A valid and important consideration when assessing the 429’s suitability in its intended role is its cost of operation. Szaroleta cited domestic production, the highly digitized systems, its newness and the inherent design of the aircraft as all combining to make the overall cost of its operation one of, if not the, lowest in the industry for a twin-engine machine. In the current reimbursement environment and with the introduction of the ‘No Surprises’ Act early in 2022, lower operating costs are a crucial component of maintaining efficiency, cost-effectiveness and financial viability for commercial EMS and AirMed providers. Hayflich added that Air Methods had seen the writing on the wall and, over the last couple of years, aggressively and successfully pursued in-network approval with many of the major insurance companies, to the extent that she estimated 70 to 80 percent of the current business is now conducted as in-network, with a goal of reaching 100 percent by the end of 2023 – meaning that a majority of patients transported by Air Methods will have an in-network cost based upon the patient’s individual deductible.

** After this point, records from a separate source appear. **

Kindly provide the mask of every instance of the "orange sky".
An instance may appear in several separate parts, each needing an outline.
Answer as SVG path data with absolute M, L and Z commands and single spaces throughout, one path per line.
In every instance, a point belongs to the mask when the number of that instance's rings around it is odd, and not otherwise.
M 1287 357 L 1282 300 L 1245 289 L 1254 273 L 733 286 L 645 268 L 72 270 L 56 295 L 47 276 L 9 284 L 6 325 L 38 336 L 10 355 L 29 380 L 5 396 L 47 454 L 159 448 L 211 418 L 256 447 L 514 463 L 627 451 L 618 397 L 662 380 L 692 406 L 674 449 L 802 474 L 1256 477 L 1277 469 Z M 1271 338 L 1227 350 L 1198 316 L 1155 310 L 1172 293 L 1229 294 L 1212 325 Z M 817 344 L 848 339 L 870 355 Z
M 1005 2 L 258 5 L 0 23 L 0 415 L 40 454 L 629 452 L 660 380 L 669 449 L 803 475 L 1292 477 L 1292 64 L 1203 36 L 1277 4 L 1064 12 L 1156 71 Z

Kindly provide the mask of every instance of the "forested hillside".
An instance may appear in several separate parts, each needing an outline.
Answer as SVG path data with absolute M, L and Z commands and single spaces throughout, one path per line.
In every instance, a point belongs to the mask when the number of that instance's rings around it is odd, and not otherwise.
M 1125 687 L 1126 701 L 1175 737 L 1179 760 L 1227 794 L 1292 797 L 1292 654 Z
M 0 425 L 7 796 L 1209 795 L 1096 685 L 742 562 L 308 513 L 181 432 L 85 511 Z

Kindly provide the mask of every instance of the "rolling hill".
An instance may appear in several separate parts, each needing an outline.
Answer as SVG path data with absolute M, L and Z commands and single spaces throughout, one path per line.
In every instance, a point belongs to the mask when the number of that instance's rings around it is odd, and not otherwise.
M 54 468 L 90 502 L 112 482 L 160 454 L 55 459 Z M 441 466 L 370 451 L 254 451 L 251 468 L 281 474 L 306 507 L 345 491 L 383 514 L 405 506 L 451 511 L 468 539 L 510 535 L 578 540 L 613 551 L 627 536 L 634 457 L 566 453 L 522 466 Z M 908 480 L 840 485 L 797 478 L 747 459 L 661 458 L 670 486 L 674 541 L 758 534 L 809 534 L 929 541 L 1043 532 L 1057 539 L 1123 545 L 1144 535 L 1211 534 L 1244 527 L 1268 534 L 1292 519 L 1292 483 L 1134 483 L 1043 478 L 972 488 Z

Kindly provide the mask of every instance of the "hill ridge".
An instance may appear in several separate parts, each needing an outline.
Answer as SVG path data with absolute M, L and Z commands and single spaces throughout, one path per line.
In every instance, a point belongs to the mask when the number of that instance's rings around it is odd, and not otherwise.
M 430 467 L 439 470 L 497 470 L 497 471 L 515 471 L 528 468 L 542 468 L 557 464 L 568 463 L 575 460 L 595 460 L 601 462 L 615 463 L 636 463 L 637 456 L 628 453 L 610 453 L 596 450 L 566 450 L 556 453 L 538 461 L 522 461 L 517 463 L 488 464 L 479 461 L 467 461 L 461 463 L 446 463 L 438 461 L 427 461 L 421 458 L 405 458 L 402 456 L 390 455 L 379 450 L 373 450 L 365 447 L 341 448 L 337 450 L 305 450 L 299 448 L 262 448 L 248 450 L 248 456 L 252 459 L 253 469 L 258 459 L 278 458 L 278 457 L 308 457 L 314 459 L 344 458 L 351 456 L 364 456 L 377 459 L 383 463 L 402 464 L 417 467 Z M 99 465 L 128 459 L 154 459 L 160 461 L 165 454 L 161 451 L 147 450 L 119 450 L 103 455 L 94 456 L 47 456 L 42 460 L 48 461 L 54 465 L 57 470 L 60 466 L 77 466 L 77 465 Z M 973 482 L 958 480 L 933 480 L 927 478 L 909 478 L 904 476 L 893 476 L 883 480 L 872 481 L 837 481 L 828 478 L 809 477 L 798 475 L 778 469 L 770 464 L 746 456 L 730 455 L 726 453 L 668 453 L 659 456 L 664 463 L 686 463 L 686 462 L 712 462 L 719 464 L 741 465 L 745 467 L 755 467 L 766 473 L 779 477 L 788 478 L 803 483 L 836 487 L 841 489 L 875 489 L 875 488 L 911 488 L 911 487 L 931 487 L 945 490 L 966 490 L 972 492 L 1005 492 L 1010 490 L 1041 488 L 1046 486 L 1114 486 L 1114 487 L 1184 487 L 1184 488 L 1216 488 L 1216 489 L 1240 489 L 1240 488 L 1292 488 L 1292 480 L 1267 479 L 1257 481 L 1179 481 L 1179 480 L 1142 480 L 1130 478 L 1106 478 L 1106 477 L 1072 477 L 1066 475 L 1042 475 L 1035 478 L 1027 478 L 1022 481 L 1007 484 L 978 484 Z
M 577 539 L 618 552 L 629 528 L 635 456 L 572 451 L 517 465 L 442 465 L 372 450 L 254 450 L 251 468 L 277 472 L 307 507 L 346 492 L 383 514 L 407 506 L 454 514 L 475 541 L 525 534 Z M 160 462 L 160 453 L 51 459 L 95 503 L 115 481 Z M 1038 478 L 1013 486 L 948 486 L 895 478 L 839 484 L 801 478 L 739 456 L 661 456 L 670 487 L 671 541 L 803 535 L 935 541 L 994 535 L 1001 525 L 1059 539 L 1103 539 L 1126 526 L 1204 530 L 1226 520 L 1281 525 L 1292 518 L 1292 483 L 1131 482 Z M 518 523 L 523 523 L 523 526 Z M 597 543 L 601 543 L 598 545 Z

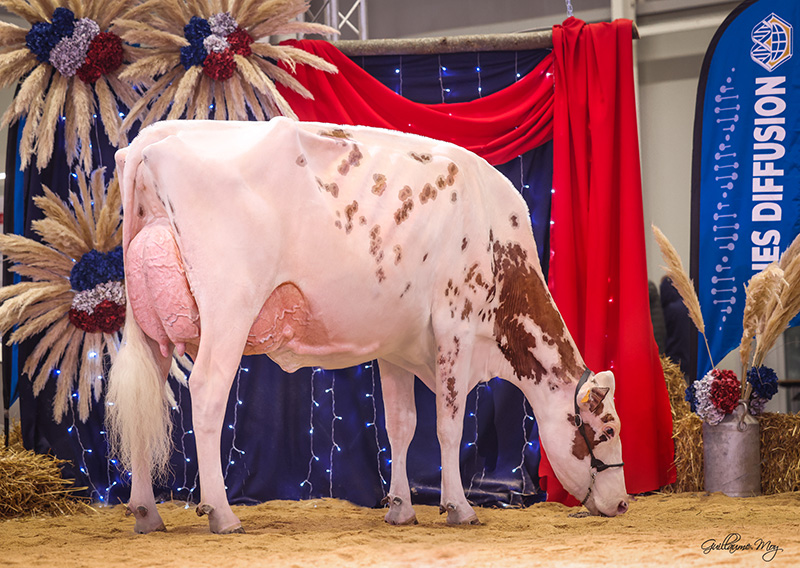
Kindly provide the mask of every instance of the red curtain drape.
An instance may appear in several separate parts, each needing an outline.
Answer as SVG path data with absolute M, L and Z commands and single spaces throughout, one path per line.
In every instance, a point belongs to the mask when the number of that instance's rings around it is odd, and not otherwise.
M 300 120 L 401 130 L 463 146 L 504 164 L 553 136 L 552 54 L 519 81 L 468 103 L 419 104 L 382 85 L 328 42 L 289 40 L 335 64 L 339 73 L 298 65 L 295 77 L 314 95 L 280 87 Z
M 334 63 L 298 66 L 314 95 L 281 87 L 301 120 L 402 130 L 459 144 L 501 164 L 553 138 L 549 285 L 587 364 L 612 369 L 628 491 L 674 481 L 672 418 L 650 320 L 631 22 L 553 28 L 553 54 L 514 85 L 468 103 L 418 104 L 383 86 L 332 44 L 290 41 Z M 553 88 L 555 79 L 555 89 Z M 577 504 L 544 453 L 548 500 Z
M 549 286 L 584 359 L 616 376 L 628 491 L 674 481 L 672 417 L 647 288 L 631 22 L 553 28 Z M 577 504 L 549 462 L 548 500 Z

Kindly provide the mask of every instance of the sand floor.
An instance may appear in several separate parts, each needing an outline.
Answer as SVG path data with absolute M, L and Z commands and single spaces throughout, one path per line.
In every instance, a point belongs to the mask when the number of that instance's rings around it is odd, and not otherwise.
M 426 506 L 418 525 L 393 527 L 381 510 L 334 499 L 234 510 L 247 534 L 213 535 L 182 502 L 159 505 L 168 532 L 150 535 L 134 534 L 121 506 L 2 521 L 0 566 L 800 566 L 800 493 L 654 494 L 611 519 L 553 503 L 478 509 L 483 524 L 470 527 Z M 723 549 L 704 553 L 710 544 Z

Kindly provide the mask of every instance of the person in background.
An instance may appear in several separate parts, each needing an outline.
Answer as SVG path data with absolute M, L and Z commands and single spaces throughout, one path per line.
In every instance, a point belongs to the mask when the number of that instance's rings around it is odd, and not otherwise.
M 652 280 L 647 281 L 650 292 L 650 319 L 653 322 L 653 336 L 658 345 L 658 354 L 664 354 L 664 345 L 667 341 L 667 328 L 664 325 L 664 309 L 661 307 L 661 299 L 658 295 L 658 287 Z
M 672 280 L 667 276 L 661 279 L 661 307 L 666 327 L 664 355 L 680 366 L 689 383 L 694 382 L 696 371 L 691 365 L 691 337 L 694 326 L 689 319 L 689 310 L 686 309 Z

Whether the 429 will facilitate an expansion of the Hemet base’s normal service area remains to be seen, as experience with weight limitations and fuel/range calculation is ongoing and only real-world experience will reveal what range improvement such measures as using economy cruise power and determining any redundant and dispensable medical equipment will permit. In all likelihood though, the ability to conduct specialist transport missions such as those requiring ECMO, will create occasional demand for operations throughout the greater proportion of the state.
Maynulet did remark, however, that the 429 will undeniably expand the base’s IFR capabilities within the service area, opining, “I’m definitely more comfortable taking flights out from Catalina over water in the 429 than I am in the 109, and we have the mountains as well. That’s why I think it’s important to have something like the 429 that gives us those extra capabilities at both sea level and at altitude.” Having the new aircraft at Hemet also brings intangible benefits and Maynulet concluded, “Flying a new, modern aircraft with effective air-con’ and all the comfort features; what that does for morale and the culture at a base is immeasurable. It lifts attitudes and really makes a difference to how people approach their jobs.”